Немного позже они различили, как вдали зазвонили пасхальные колокола, и услышали голос Певуньи в Шварцкольме — голос Певуньи и, на смену ему, других девушек.

— Звучит красиво, — сказал Лобош спустя какое-то время. — Чтобы это услышать, можно и под дождём помокнуть.

Следующие часы они провели молча. Лобош понял, что Крабат не хочет разговаривать и не хочет, чтоб ему мешали. Лобошу не сложно было последовать его примеру. Того, что он узнал о Тонде и Михале, хватало, чтоб обмысливать полночи и даже дольше.

Девушки пели, колокола звучали. Через некоторое время снова перестал идти дождь — Крабат этого не заметил. Для него не существовало ни дождя, ни ветра в этот час, ни тепла, ни холода, никакого света и никакой темноты, — для него сейчас существовала только Певунья, её голос и воспоминание о том, как сияли её глаза в свете пасхальной свечи.

На это раз Крабат решил не уходить снова из себя. Разве Мастер не учил их искусству говорить в мыслях с другим человеком «так, чтобы он мог слышать слова и понимал их, как если бы они исходили от него самого»?

Незадолго до утра Крабат проговорил новое заклинание. Он сосредоточил всю силу, что была в его сердце, на Певунье, пока не поверил, что теперь чувствует её — и тогда он заговорил с ней.

«Кто-то просит тебя, Певунья, чтоб ты его выслушала, — сказал он. — Ты его не знаешь, но он знает тебя уже давно. Если ты в это утро набрала пасхальной воды, то устрой на обратном пути так, чтобы ты приотстала от других девушек. Ты должна идти одна с кувшином воды: кто-то хочет тебя встретить — и ему не хотелось бы, чтоб это происходило у всех на глазах, потому что нечто касается только тебя и его, и больше никого в мире».

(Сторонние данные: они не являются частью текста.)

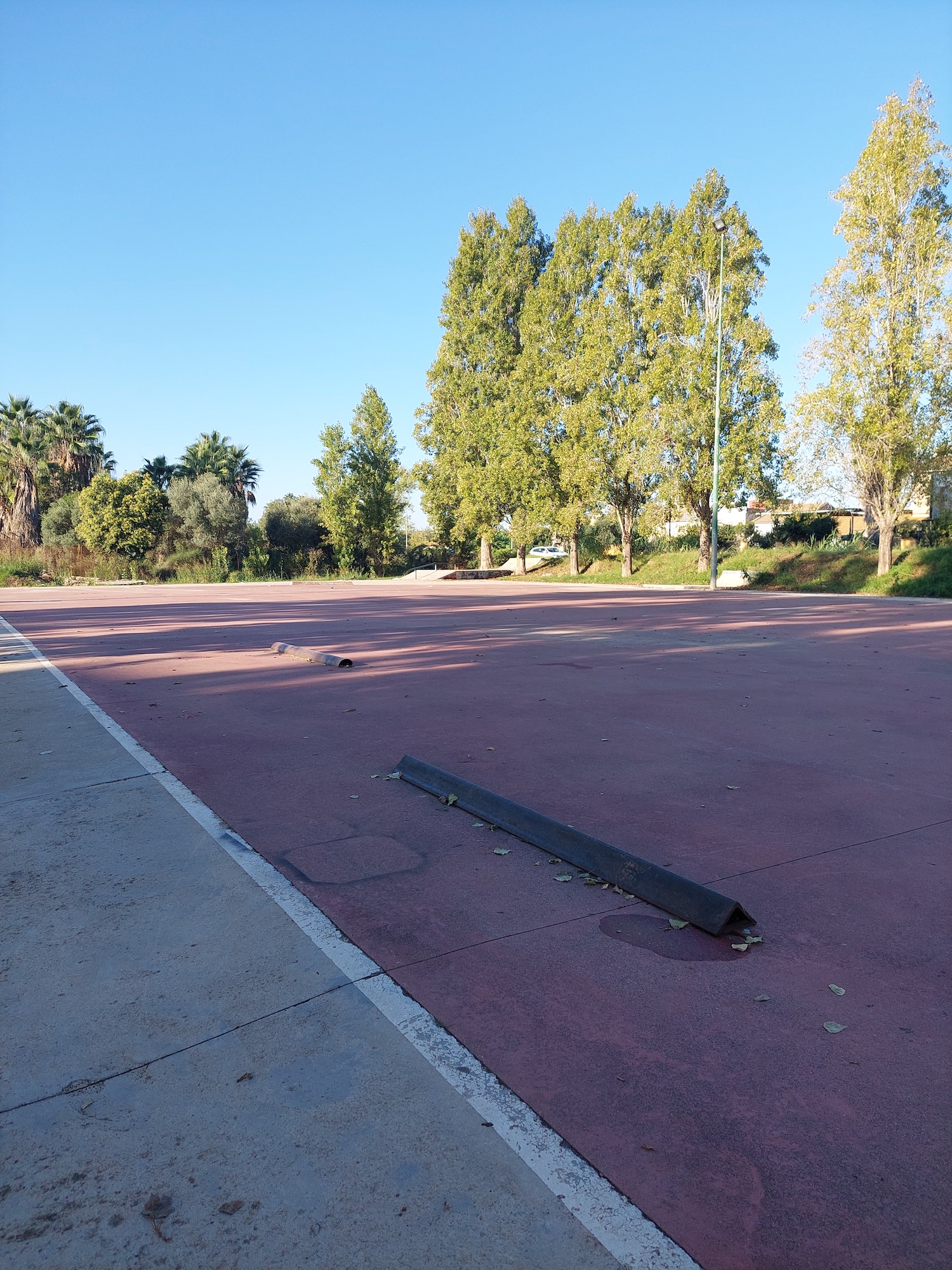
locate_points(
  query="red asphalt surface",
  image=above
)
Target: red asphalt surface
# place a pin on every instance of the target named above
(757, 1140)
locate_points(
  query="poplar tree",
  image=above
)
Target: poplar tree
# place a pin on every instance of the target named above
(554, 387)
(362, 486)
(470, 427)
(882, 415)
(686, 360)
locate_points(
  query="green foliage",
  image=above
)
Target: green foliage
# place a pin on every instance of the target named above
(804, 528)
(880, 415)
(205, 514)
(294, 524)
(60, 521)
(484, 460)
(362, 487)
(126, 516)
(159, 471)
(215, 455)
(685, 365)
(74, 451)
(257, 559)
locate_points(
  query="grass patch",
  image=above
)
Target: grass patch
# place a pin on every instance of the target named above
(851, 571)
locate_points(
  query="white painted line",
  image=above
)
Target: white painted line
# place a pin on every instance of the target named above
(619, 1226)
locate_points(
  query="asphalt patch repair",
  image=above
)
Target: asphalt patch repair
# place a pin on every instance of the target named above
(793, 749)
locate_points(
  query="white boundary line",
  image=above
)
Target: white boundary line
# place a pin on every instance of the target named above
(619, 1226)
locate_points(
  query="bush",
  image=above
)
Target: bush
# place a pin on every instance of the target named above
(125, 516)
(206, 515)
(60, 523)
(804, 528)
(294, 524)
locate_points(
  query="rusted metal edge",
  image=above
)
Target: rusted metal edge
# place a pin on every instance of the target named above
(313, 655)
(668, 891)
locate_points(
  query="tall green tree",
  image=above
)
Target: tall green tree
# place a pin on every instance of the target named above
(686, 358)
(159, 471)
(126, 516)
(592, 332)
(880, 415)
(214, 454)
(23, 462)
(552, 375)
(473, 427)
(362, 486)
(74, 449)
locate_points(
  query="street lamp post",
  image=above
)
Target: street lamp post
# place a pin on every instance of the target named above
(722, 228)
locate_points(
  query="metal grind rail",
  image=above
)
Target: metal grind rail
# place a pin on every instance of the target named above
(686, 900)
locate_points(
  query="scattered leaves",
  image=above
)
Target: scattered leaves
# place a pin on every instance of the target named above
(158, 1207)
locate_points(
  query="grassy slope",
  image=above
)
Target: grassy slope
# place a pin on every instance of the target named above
(922, 572)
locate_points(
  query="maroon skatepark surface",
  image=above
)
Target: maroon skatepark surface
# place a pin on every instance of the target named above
(753, 1137)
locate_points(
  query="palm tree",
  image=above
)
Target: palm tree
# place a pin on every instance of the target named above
(243, 473)
(23, 459)
(229, 464)
(76, 448)
(159, 471)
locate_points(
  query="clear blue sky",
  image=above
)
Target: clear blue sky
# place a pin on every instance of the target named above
(235, 215)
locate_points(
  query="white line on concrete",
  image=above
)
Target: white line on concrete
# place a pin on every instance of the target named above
(619, 1226)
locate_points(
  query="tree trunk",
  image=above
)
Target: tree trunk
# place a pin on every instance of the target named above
(885, 548)
(626, 551)
(25, 518)
(704, 561)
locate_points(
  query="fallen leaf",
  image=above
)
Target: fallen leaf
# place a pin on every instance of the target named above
(158, 1207)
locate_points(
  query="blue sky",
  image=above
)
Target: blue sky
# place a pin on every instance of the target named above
(235, 215)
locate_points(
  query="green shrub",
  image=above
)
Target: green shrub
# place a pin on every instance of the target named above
(60, 521)
(805, 528)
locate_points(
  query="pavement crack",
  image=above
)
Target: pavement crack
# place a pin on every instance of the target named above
(95, 1081)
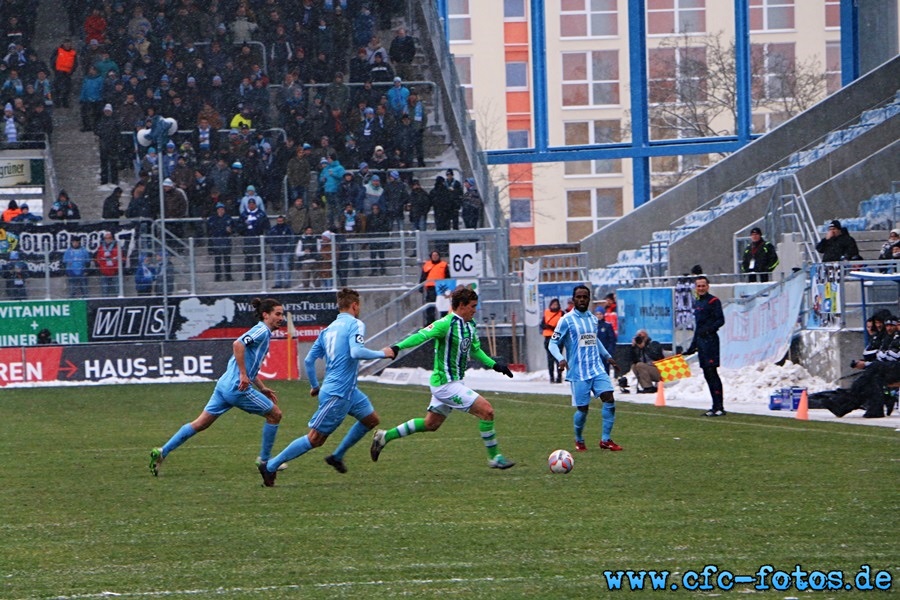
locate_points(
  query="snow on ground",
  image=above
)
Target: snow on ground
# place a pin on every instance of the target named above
(746, 390)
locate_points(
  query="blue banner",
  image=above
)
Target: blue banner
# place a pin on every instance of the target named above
(652, 309)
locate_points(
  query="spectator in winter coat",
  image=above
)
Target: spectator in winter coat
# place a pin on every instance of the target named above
(281, 243)
(837, 244)
(759, 257)
(254, 223)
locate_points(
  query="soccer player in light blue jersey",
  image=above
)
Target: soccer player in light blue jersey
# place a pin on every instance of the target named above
(577, 332)
(234, 389)
(342, 345)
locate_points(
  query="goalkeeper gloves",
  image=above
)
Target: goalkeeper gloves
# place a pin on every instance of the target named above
(501, 368)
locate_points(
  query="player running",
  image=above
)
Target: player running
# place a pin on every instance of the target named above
(454, 336)
(234, 389)
(341, 344)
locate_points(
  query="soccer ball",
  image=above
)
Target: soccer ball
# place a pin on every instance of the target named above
(560, 461)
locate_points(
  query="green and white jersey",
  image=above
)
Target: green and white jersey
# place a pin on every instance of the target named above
(453, 339)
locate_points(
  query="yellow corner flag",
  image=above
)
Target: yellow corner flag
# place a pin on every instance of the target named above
(673, 368)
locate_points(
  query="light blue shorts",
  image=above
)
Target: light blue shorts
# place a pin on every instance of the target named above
(582, 390)
(251, 401)
(333, 410)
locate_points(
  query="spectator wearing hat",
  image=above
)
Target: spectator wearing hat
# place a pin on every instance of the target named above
(12, 211)
(299, 171)
(330, 179)
(77, 260)
(454, 187)
(837, 244)
(281, 242)
(253, 223)
(25, 215)
(891, 248)
(219, 229)
(108, 137)
(91, 98)
(250, 194)
(12, 130)
(107, 260)
(472, 204)
(759, 258)
(63, 61)
(15, 272)
(64, 209)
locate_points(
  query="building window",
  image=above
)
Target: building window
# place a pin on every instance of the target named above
(520, 212)
(832, 67)
(773, 68)
(590, 78)
(766, 122)
(588, 18)
(771, 15)
(517, 138)
(459, 21)
(668, 17)
(464, 71)
(677, 75)
(514, 9)
(583, 133)
(589, 210)
(517, 76)
(833, 14)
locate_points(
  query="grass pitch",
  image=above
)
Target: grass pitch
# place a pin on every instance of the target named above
(83, 518)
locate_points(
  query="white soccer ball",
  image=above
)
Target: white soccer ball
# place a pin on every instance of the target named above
(560, 461)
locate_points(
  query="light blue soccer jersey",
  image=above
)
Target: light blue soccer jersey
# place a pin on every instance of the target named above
(256, 344)
(342, 345)
(577, 332)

Трижды воззвал он к ней, всё одними и теми же словами. Потом занялось утро, пение и колокола смолкли. Теперь было самое время научить Лобоша чертить пентаграмму и поставить знаки друг другу с помощью щепок от деревянного креста, Крабат отколол их от основания ножом Тонды и дал им обуглиться в кострище.

Крабат на обратном пути так торопился, будто его честолюбие не допускало, чтоб они прибыли на мельницу не первыми. Лобошу с его коротенькими ногами едва удавалось не отставать.

Недалеко от Козельбруха, у первых кустов, Крабат остановился. Он пошарил в своём кармане, затем схватился за голову и сказал:

— Я его оставил лежать у деревянного креста…

— Что? — спросил Лобош.

— Нож.

— Тот, что ты от Тонды получил?

— Да — от Тонды.

Мальчишка знал, что нож Тонды был единственным, что осталось на память о нём у Крабата.

— Тогда мы должны вернуться, — сказал он, — и его забрать!

— Нет, — возразил ему Крабат и понадеялся, что Лобош не заметит обмана. — Давай я один назад сбегаю, так будет быстрее. Ты можешь пока что посидеть под кустами и подождать меня.

— Ты думаешь? — шпингалет подавил зевок.

— Я думаю так, как я сказал.

Пока Лобош усаживался под кустами на мокрой траве, Крабат поспешил назад к тому месту, мимо которого, как он знал, должны были проходить девушки, когда несли пасхальную воду домой — там он спрятался в кустах.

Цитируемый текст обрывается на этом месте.